[Asistance quality standards in rheumatology]

Reumatol Clin. 2007 Sep;3(5):218-25. doi: 10.1016/S1699-258X(07)73690-2. Epub 2008 Dec 29.
[Article in Spanish]

Abstract

Objective: To developed standards for quality of care and processing times in rheumatology.

Materials and methods: After a systematic review of the literature, a working group of 10 rheumatologists and 2 methodologists selected 164 indicators of quality of care and processing times.
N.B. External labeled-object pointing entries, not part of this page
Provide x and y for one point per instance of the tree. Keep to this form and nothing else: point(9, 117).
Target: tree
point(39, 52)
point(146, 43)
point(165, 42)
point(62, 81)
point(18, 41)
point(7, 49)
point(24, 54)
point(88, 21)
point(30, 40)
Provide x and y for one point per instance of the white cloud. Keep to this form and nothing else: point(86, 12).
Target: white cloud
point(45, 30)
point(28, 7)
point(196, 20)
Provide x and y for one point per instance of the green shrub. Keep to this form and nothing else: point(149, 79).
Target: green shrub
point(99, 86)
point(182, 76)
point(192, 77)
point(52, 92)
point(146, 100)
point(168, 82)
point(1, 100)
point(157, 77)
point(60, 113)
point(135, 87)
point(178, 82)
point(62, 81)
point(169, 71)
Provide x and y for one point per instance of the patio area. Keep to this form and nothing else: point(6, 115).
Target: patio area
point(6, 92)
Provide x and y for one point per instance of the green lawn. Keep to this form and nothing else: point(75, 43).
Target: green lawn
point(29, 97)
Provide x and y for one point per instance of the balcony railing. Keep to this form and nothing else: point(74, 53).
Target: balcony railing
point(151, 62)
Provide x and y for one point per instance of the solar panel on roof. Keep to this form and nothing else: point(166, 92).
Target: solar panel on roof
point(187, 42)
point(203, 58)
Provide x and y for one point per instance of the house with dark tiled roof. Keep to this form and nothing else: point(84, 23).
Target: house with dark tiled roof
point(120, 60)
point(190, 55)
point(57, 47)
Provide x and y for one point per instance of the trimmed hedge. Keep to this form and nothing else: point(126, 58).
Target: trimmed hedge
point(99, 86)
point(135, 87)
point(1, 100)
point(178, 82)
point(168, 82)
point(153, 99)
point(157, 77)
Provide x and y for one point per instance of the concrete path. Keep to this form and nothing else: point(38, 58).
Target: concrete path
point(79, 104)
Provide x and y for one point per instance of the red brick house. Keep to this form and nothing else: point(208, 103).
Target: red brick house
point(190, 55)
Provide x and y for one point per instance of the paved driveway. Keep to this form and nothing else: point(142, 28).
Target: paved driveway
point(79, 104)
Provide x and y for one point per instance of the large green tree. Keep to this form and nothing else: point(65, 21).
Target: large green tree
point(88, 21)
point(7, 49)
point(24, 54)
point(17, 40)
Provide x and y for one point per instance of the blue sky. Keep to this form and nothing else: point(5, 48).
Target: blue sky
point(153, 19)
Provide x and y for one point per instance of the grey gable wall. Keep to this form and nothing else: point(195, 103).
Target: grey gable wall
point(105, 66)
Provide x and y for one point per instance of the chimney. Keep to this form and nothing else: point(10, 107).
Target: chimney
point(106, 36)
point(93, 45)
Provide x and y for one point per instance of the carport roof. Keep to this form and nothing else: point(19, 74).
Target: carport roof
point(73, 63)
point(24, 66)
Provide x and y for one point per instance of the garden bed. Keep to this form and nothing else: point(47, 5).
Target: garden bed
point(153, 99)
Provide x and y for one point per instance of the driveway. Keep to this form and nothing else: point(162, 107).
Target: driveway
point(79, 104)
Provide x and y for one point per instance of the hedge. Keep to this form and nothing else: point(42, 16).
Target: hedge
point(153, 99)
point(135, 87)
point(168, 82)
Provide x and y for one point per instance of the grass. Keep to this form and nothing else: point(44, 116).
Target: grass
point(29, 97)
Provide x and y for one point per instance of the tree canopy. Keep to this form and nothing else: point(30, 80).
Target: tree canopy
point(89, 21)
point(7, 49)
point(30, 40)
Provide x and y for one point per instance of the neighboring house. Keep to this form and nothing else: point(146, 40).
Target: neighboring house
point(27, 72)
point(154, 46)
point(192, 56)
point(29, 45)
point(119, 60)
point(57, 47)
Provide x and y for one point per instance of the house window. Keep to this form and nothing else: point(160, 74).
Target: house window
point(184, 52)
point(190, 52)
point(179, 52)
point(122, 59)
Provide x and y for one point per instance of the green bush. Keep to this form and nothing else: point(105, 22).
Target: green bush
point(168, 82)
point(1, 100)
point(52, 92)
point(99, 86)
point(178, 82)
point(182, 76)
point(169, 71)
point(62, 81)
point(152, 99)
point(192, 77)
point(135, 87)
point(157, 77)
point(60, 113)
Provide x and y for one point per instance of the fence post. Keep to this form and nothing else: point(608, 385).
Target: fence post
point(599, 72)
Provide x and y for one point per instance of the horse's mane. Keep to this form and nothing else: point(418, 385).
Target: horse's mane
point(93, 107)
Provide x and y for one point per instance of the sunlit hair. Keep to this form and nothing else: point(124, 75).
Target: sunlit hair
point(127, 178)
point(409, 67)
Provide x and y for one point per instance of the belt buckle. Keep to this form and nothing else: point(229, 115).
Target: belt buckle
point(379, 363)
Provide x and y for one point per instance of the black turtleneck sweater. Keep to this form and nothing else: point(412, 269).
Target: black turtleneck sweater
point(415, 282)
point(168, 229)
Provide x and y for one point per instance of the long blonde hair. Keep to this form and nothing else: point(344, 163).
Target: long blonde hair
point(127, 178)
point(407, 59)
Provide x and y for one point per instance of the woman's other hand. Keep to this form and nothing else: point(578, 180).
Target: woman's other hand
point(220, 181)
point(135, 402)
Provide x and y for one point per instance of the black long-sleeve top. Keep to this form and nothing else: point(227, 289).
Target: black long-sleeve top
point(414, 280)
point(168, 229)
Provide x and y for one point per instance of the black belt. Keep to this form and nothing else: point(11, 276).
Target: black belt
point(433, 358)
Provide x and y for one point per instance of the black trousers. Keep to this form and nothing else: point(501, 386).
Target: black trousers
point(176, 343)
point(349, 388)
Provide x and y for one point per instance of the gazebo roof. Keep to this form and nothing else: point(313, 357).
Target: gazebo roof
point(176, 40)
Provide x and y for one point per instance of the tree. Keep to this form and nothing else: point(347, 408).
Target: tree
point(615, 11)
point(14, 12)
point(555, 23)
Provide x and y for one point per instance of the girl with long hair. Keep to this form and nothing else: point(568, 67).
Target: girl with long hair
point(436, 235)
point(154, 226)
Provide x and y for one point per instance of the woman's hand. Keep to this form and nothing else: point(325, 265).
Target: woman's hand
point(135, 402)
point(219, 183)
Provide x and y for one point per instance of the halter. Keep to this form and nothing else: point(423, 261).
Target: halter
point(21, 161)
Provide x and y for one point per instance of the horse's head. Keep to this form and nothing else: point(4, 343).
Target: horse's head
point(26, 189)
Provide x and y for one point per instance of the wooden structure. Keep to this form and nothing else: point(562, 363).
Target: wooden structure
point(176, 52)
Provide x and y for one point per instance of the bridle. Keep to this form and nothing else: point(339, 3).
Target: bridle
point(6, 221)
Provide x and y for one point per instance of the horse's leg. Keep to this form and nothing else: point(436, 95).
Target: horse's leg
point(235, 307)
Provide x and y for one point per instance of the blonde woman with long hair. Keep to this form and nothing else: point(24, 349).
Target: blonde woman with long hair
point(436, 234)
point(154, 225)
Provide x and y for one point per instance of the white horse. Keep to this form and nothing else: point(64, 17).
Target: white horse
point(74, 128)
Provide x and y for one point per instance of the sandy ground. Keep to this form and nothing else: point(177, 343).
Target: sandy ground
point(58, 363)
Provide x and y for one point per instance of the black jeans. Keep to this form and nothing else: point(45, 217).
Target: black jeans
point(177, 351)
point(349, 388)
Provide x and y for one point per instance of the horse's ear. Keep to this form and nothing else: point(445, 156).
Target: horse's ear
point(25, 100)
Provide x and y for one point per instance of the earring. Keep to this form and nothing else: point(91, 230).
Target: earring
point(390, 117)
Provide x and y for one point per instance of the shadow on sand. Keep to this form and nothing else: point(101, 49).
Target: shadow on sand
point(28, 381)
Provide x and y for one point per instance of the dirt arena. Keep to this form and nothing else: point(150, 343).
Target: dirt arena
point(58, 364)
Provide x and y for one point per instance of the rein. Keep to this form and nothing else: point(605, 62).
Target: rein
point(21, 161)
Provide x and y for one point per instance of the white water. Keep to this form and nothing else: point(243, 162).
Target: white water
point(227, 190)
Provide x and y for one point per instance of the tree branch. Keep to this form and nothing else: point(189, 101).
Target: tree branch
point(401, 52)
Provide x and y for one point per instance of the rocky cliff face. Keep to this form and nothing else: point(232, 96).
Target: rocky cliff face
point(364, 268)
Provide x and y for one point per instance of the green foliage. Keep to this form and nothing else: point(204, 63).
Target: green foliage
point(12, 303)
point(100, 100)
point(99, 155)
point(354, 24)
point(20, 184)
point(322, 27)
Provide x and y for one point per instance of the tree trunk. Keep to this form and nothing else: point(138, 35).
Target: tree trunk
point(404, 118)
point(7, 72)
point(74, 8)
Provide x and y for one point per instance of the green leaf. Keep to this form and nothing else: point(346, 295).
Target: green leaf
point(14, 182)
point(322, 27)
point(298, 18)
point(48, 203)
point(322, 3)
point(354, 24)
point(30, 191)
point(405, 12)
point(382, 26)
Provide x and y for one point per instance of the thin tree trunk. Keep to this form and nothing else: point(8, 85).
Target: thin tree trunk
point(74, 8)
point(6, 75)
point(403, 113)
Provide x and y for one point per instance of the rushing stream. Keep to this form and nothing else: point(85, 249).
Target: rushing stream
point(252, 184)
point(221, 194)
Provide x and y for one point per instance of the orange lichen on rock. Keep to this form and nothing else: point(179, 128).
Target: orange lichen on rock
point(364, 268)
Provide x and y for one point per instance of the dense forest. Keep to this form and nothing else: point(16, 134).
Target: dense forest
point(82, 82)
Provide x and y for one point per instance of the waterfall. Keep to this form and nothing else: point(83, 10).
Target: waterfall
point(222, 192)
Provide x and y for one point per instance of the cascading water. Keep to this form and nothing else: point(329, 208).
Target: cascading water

A panel of 65 experts rated the indicators following a Delphi methodology.

Results: Among the most important of the 164 standards obtained were: maximum number of inhabitants per rheumatologist (40,000-50,000); minimum number of rheumatologists in a Rheumatology Unit (3); duration of the first visit (30 minutes) and successive visits (19 minutes), ratio of successive/first visits (3.2); a rheumatologist should receive no more than 5 first visits/day and no more than 11 successive visits/day, and should spend no more than 5 hours on patients visits/day nor more than 4 days/week; the maximum waiting time for first visits should not exceed 4 weeks; the time needed to visit hospitalised patients (43 minutes on admission, 17 minutes for daily visit and 40 minutes at discharge); and time to carry out some of the most frequent procedures in rheumatology (12 minutes for arthrocentesis and infiltrations and 17 minutes for synovial fluid analysis).

Conclusions: This study establishes basic standards for quality of care, organisation and process times. It is a useful tool for organizing a Rheumatology Unit which can facilitate dialogue with health administrators and help improve the quality of rheumatology care.